The present application relates generally to chemical analysis, and more specifically to a system and method of analyzing a multi-dimensional data set having a first dimension corresponding to compound separation and a second dimension corresponding to compound spectra for characterizing compounds present in a sample mixture.
Sample analysis techniques are known that may be employed for identifying and quantitating one or more compounds present in a sample mixture. For purposes of illustration, a conventional system for performing such sample analysis includes a compound-separating unit for chromatographically or electrophoretically separating constituent compounds in a mixture, and a compound-identifying unit such as a mass spectrometer for identifying and quantitating one or more of the separated compounds. The spectrometrical detector typically represents the separated compounds in a chromatogram or an electropherogram as respective peaks with associated elution times. The mass spectrometer typically provides molecular masses-to-charge (m/z) of the compounds ions for the respective peaks to aid in identifying and quantitating the constituent compounds in the mixture.
One drawback of conventional systems for analyzing sample mixtures is that the analysis of data generated by the system often creates a limitation, especially when data generated from complex sample mixtures are analyzed. Another drawback of conventional sample analysis techniques is that noise in the data frequently makes the detection and identification of peaks, particularly, low intensity peaks, less reliable. Such noise may comprise chemical noise and/or random noise having a magnitude high enough to reduce significantly the peak Signal-to-Noise ratio (S/N), thereby making the detection of low intensity peaks problematic.
For example, a peak picking algorithm (the CODA algorithm) is known in which a mass chromatographic quality index (MSQ) is calculated as the inner product of an extracted ion chromatogram and its smoothed and mean-subtracted version. The higher the Signal-to-Noise ratio (S/N) in the initial chromatogram, the more it is like its smoothed version and the higher the MSQ. Only chromatograms with high MSQ are selected and combined to produce the Total Ion Chromatogram (TIC) with reduced noise and background. The CODA algorithm provides a peak selection technique in which only m/z values corresponding to an MSQ value greater than a predetermined threshold are selected. However, the CODA algorithm is not using the a priori information about the shape and width of chromatographic and MS peaks and is typically not robust to chemical and random noise.
The application of Sequential Paired Covariance (SPC) to the “de-noising” of CE-ESI-TOF data is also known. Electropherograms are reconstructed by considering the intensity of the signal equal to the covariance of two adjacent spectra. The correlation of the two adjacent spectra is employed as a measure of their similarity. Further, noise that is uncorrelated between successive spectra is suppressed. However, such de-noising during SPC can significantly alter the data. For example, information related to the position of peaks in the m/z dimension may be lost, and therefore the spectra may have to be re-analyzed.

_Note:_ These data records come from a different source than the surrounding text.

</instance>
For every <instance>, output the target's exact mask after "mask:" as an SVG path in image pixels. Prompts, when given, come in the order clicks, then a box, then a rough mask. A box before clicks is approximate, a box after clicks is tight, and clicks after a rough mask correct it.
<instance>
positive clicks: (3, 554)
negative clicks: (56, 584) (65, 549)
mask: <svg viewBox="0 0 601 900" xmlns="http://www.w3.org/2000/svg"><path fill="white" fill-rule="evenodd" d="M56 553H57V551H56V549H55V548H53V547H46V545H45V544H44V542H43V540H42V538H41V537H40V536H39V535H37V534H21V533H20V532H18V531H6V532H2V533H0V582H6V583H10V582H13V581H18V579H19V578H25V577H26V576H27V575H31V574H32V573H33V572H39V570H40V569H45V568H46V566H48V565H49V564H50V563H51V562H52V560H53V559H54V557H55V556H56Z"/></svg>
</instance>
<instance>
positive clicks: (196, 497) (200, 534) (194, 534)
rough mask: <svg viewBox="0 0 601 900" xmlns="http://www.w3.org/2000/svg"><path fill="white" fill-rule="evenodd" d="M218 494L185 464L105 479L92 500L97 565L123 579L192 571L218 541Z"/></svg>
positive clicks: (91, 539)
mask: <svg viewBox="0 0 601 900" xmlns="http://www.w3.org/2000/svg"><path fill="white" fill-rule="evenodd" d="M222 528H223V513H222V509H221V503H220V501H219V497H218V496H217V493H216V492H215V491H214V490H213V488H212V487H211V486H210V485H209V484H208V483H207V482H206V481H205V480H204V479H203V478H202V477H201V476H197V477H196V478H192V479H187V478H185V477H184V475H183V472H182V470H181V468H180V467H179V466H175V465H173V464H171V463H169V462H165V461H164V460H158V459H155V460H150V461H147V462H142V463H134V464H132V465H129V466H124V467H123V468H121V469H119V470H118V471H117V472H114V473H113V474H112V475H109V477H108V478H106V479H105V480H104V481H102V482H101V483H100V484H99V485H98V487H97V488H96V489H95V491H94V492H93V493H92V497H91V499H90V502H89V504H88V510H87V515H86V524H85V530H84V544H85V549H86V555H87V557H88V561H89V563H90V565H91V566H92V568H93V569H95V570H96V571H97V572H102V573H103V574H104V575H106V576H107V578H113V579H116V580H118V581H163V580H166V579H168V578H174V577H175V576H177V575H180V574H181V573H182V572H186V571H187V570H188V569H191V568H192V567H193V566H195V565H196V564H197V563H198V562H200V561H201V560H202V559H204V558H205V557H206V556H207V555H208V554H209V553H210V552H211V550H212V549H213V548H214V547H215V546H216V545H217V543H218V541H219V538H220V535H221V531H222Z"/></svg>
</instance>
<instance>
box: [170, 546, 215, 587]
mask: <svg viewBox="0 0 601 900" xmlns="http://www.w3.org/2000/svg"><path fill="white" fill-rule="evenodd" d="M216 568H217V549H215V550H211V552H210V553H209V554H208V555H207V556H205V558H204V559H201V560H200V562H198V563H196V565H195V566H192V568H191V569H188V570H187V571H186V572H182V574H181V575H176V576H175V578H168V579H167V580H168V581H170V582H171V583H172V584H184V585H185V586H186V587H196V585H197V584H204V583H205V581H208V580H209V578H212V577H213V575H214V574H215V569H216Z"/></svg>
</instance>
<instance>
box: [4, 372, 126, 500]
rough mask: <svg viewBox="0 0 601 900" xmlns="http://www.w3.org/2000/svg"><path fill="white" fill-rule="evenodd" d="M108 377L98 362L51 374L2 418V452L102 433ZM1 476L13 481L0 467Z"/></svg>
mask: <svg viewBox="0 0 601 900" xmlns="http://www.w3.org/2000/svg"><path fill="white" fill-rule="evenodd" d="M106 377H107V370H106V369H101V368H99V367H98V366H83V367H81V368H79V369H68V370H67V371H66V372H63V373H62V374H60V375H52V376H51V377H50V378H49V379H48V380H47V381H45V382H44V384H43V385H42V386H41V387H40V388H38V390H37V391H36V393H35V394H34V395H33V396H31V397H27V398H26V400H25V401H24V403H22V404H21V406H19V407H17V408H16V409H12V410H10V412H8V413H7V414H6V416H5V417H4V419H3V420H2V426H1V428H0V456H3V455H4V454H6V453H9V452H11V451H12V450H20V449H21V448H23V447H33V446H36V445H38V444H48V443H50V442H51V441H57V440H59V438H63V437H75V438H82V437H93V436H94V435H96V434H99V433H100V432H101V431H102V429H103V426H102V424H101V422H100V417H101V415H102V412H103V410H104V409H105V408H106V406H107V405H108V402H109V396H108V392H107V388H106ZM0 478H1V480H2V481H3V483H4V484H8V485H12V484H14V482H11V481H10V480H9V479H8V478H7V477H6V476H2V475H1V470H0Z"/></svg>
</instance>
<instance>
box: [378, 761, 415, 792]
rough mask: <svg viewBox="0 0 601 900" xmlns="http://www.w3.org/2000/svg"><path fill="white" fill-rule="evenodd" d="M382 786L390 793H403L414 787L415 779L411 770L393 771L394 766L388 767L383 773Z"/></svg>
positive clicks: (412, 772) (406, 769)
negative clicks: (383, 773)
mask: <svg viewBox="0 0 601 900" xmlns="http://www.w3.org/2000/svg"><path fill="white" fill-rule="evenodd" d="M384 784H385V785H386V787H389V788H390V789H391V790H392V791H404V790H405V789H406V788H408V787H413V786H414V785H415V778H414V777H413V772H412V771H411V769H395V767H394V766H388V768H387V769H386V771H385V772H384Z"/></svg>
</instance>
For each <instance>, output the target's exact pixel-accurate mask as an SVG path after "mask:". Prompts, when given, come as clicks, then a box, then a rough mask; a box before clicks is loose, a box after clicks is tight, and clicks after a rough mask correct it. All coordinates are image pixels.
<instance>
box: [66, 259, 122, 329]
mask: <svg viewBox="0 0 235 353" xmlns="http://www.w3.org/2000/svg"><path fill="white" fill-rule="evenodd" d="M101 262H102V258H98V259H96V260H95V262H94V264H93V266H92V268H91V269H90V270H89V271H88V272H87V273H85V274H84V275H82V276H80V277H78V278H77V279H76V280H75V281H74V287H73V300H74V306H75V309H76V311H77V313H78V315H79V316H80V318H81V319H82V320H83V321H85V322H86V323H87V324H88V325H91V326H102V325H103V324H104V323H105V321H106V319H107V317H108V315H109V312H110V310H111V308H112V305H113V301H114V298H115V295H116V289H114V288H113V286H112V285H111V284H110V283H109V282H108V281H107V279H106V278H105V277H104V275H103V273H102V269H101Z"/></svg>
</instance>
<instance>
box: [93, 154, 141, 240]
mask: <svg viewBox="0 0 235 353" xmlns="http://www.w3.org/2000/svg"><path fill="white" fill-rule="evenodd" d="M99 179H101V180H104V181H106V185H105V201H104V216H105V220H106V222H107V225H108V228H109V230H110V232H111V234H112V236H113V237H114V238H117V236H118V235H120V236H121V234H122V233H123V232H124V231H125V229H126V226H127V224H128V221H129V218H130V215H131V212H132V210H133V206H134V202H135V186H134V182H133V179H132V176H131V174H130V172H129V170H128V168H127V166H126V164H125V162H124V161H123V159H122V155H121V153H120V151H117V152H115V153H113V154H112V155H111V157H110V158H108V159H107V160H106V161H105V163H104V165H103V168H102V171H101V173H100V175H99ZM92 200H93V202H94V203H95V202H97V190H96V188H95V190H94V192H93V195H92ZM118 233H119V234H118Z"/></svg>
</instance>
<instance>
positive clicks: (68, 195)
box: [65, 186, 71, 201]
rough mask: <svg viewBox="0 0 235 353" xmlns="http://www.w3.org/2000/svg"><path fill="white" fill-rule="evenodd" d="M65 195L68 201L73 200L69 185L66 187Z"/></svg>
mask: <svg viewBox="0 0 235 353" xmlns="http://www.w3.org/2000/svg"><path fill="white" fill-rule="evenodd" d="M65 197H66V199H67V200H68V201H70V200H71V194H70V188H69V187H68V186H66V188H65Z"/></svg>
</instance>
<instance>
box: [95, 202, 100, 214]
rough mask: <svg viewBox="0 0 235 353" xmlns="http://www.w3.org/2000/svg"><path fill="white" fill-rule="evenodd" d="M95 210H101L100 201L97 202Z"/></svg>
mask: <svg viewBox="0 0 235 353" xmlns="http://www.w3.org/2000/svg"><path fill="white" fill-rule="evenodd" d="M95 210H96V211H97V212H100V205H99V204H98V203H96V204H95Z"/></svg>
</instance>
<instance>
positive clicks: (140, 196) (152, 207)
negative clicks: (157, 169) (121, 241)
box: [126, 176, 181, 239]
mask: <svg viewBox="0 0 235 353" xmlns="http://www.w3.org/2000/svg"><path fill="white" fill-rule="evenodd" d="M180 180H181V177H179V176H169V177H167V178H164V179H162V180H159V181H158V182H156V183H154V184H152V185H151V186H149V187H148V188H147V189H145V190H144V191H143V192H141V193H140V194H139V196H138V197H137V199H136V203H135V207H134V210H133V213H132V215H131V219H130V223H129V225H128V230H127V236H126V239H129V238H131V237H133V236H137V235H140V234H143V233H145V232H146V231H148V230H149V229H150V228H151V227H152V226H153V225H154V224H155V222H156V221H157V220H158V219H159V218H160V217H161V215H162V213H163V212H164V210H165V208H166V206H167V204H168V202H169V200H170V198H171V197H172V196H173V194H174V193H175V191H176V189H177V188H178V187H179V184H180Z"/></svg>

Moreover, a Windowed Mass Selection Method (WMSM) is known in which a width for the window in the chromatographic dimension is specified (in terms of the number of spectra N) from the analysis of extracted ion chromatograms. For each extracted ion chromatogram, its mean value is calculated and subtracted, so that in the resultant function the chromatographic peaks are positive, while the noise may be both positive and negative. For each m/z value and for each spectrum, the product of N values of signal intensities (for the given value of m/z) is calculated. If there is at least one zero value inside the specified window, then the product is equal to zero. Accordingly, noisy regions are set to zero in the resultant signal matrix. A second window, typically much wider than the first window, is also specified, and the product of signal intensities inside this window is calculated. If the product for the second window is not equal to zero, then the resultant signal intensity is set to be zero. Peaks are thus eliminated that are much wider than the expected chromatographic peak. However, the WMSM technique is generally not very robust to the non-uniformities connected with limited ion statistics. For example, one missing data point (e.g., a negative spike) in a good chromatographic peak may eliminate this peak from the resultant signal.
It would therefore be desirable to have an improved system and method of analyzing sample data for characterizing compounds in a sample mixture. Such an improved system and method would avoid the drawbacks of the above-described conventional sample analysis techniques.